# Steam: Japanischer Spieler erreicht als Erster Level 1000



## Icetii (28. Juni 2016)

Jetzt ist Deine Meinung zu *Steam: Japanischer Spieler erreicht als Erster Level 1000* gefragt. 


				Bitte beachtet: Der Kommentarbereich wird gemäß der Forenregeln moderiert.





			Dieser Inhalt steht nur eingeloggten Mitgliedern zur Verfügung.
        

 Zum Artikel: Steam: Japanischer Spieler erreicht als Erster Level 1000


----------



## Shalica (28. Juni 2016)

Möchte nicht wissen wieviel Kohle in dem Account steckt ...


----------



## Northdude (28. Juni 2016)

Shalica schrieb:


> Möchte nicht wissen wieviel Kohle in dem Account steckt ...



Laut steamdb.info sind es mit Sales ca. 11683€...


----------



## Batze (28. Juni 2016)

Northdude schrieb:


> Laut steamdb.info sind es mit Sales ca. 11683€...



Wenn man das auf z.B. 10 Jahre rechnet macht das pro Monat knapp unter 100€, also nichts was krass Außergewöhnlich ist.


----------



## WeeFilly (28. Juni 2016)

Glückwunsch...?


----------



## Bonkic (28. Juni 2016)

Northdude schrieb:


> Laut steamdb.info sind es mit Sales ca. 11683€...
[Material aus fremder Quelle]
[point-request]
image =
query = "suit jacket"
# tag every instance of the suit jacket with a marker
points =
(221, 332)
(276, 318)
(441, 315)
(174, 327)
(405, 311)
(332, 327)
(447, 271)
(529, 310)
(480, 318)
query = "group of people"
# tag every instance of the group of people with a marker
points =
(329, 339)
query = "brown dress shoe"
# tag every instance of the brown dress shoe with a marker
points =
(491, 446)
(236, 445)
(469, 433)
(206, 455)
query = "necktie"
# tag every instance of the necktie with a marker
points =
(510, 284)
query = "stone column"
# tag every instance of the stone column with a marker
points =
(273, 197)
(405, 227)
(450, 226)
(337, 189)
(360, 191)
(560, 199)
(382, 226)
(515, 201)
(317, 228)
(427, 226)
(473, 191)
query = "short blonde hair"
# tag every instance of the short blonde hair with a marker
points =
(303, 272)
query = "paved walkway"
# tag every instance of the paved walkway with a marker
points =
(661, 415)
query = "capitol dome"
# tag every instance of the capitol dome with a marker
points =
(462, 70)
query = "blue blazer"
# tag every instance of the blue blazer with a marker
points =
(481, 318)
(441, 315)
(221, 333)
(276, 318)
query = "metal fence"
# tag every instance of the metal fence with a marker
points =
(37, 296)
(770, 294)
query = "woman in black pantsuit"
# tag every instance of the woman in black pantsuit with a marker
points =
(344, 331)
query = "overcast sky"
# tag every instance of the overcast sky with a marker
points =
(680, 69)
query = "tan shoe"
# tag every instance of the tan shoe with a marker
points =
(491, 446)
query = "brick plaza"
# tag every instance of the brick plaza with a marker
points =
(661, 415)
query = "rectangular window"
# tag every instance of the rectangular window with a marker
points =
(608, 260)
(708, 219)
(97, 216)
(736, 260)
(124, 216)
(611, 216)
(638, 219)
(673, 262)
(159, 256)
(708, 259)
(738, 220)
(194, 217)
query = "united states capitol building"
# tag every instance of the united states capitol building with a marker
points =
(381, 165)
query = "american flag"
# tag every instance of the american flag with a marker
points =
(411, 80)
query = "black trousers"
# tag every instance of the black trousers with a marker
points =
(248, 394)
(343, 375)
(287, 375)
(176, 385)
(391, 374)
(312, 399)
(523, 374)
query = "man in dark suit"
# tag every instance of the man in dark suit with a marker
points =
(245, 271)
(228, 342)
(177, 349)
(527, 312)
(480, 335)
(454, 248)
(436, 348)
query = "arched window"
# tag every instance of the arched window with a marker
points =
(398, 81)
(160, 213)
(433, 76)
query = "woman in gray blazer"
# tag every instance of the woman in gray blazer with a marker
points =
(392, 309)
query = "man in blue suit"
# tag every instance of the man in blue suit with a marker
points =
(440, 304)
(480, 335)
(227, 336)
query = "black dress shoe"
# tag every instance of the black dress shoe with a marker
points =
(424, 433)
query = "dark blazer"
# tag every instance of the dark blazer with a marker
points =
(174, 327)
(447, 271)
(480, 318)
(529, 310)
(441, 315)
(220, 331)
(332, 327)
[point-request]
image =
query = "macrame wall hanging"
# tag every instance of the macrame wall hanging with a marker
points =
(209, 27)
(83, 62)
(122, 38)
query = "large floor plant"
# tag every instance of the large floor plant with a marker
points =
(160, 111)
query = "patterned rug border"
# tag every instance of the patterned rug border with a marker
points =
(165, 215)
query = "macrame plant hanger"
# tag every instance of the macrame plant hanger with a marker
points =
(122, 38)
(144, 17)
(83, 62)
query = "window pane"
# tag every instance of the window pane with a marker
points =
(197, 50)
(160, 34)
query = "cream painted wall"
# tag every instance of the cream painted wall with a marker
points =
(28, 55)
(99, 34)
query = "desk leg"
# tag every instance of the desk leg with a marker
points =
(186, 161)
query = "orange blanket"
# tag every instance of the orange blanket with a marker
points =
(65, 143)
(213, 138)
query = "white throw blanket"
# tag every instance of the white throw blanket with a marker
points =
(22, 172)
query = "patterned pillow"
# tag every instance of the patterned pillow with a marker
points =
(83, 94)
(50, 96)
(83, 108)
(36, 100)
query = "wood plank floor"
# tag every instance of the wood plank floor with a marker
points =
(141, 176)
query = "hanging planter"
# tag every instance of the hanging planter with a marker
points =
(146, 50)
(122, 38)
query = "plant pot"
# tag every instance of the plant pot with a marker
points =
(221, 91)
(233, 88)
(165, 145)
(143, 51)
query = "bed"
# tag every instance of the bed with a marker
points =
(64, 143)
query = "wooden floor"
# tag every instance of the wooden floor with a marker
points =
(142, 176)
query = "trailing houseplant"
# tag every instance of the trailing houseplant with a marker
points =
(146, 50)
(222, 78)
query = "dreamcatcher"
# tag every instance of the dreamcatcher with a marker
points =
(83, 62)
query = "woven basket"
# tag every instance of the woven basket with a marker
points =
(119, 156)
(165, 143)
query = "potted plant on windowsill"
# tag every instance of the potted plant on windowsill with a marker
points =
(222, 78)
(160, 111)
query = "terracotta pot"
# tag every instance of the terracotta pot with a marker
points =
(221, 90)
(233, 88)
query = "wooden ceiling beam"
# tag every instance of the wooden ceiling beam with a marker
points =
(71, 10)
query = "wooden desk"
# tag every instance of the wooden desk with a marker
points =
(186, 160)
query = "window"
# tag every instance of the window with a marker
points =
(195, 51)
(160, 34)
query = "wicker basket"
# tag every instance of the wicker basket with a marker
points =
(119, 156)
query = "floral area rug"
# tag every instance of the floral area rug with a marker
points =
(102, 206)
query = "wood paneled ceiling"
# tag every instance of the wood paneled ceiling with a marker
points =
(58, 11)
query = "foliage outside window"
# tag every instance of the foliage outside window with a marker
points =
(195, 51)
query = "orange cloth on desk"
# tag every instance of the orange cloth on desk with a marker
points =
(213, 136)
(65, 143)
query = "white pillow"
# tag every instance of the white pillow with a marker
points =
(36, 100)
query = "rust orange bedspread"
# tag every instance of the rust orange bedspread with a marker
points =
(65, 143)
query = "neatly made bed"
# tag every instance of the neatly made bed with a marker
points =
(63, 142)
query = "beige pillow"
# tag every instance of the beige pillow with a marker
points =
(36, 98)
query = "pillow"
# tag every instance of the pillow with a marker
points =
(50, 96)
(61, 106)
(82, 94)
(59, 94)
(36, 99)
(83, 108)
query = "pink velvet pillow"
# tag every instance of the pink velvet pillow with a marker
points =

jo, aktuell zum steam sale: regulär dürfte der wert deutlich höher liegen.
wobei nicht gesagt ist, dass er das dann auch bezahlt hat.


----------



## D-Wave (28. Juni 2016)

Jaja kenne doch diesen Typen. Laut der Liste wenn sie mal lädt, hat er jedes Game ca. 1,5 Stunden gezockt. Ob diese alle installiert sind ist fraglich. In meinen Augen hat dieser Typ echt kein Rl.


----------



## Shadow_Man (28. Juni 2016)

Wenn das alles erspielt wäre, dann würde ich sagen: Hut ab. Allerdings kann man ja die Sammelkarten im Markt kaufen und wer da viel Kohle reinsteckt, der levelt sich schnell hoch.


----------



## TheSinner (28. Juni 2016)

D-Wave schrieb:


> Jaja kenne doch diesen Typen.



Ganz offenbar nicht. Aber das weisst du ja selbst


----------



## Orzhov (28. Juni 2016)

Streaming-Plattform?


----------



## Neawoulf (28. Juni 2016)

Für manche ist Steam wohl nicht nur eine Spieleplattform, sondern wird selbst zum Spiel. Ein ziemlich teures, wie's scheint.


----------



## Scholdarr (28. Juni 2016)

Wayne?


----------



## Wutruus (28. Juni 2016)

Der höchste Steam-Level in meinem Freundeskreis beträgt Level 21 und unterm Strich is es komplett nutzlos, weil alle Boni ebenfalls nur mit Steam zu tun haben und wenn er mal Rabattscheine bekommt (oder ich), sind die auch immer nur für irgendwelche kleinen und ohnehin billigen Spiele, die er eh nicht will (oder ich^^). Und diese Smilies für den Chat, Hintergrundbilder für's Profil und das alles... Wer braucht denn das wirklich?


----------



## xNomAnorx (29. Juni 2016)

Northdude schrieb:


> Laut steamdb.info sind es mit Sales ca. 11683€...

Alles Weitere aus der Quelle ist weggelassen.